Determine the real number $A$ such that the following equation has a real answer for $C$ for every real $B$ :
A² + B² + C² + 2ABC = 1
first I tried numbering B and find some good equality for example if we choose B=1 we can find A=C but surely this is does not answer the problem could you guys help to solve this problem?
On
Whichever variable we solve for, we discover the same thing.
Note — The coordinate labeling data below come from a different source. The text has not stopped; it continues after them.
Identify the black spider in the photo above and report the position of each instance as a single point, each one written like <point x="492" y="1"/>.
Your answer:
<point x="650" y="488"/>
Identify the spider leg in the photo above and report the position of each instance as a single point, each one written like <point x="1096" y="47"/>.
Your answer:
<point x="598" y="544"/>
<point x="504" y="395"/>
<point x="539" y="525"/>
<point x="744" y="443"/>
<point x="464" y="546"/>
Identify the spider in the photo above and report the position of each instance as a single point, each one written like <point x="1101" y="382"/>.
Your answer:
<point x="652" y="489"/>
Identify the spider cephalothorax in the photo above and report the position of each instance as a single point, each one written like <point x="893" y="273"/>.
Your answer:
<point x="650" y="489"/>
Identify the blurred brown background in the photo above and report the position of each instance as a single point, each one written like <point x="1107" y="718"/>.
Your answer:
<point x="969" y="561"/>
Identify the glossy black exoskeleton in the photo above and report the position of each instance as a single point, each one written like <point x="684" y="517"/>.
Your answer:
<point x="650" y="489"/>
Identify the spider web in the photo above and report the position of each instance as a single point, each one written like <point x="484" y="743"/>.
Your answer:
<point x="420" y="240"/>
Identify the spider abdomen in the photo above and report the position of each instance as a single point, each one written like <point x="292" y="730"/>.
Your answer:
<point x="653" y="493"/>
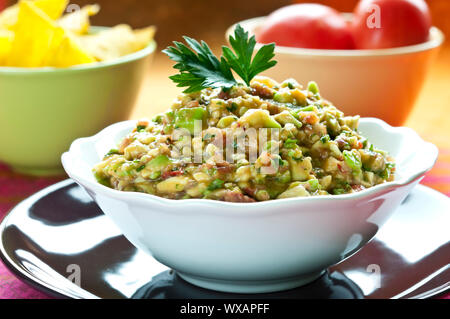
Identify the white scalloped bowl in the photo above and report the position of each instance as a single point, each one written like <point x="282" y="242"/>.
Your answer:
<point x="254" y="247"/>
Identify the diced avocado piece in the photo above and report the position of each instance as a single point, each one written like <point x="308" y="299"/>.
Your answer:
<point x="159" y="163"/>
<point x="296" y="191"/>
<point x="300" y="169"/>
<point x="353" y="160"/>
<point x="186" y="117"/>
<point x="258" y="118"/>
<point x="286" y="117"/>
<point x="226" y="121"/>
<point x="313" y="87"/>
<point x="283" y="97"/>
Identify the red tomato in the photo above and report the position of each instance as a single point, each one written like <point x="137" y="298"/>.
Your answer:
<point x="391" y="23"/>
<point x="311" y="26"/>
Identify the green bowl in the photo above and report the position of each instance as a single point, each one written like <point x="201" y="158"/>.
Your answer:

\begin{align*} A² &+ B² + C² + 2ABC = 1\\ A² &+ (2BC)A + (B² + C² - 1) = 0\\ \\ A &= \frac{-2BC\pm\sqrt{(2BC)^2-4(1)(B² + C² - 1)}}{2}&\\ A &= -BC\pm\sqrt{(B^2 - 1) (C^2 - 1)}\\ \end{align*}
Here, we can see that both variables under that radical must be greater than one of less than one. Since the variables are interchangeable, we know that all three must share this property so, either $A,B,C \le 1$ or $A,B,C \ge1,\space$ –– in absolute value that is.
Solve for $C$:
$$C=-AB\pm\sqrt{A^2B^2-A^2-B^2+1}$$
We need a real $A$ such that $A^2B^2-A^2-B^2+1\geq 0$ for any real $B$. Notice that we can factor this to get
$$(A^2-1)(B^2-1)\geq0.$$
Since $B^2-1\geq0$ for all $|B|\geq1$ and $B^2-1<0$ for all $|B|<1$, there are only two $A$-values that can maintain the above inequality regardless of the $B$-value; that is, $A=\pm1$.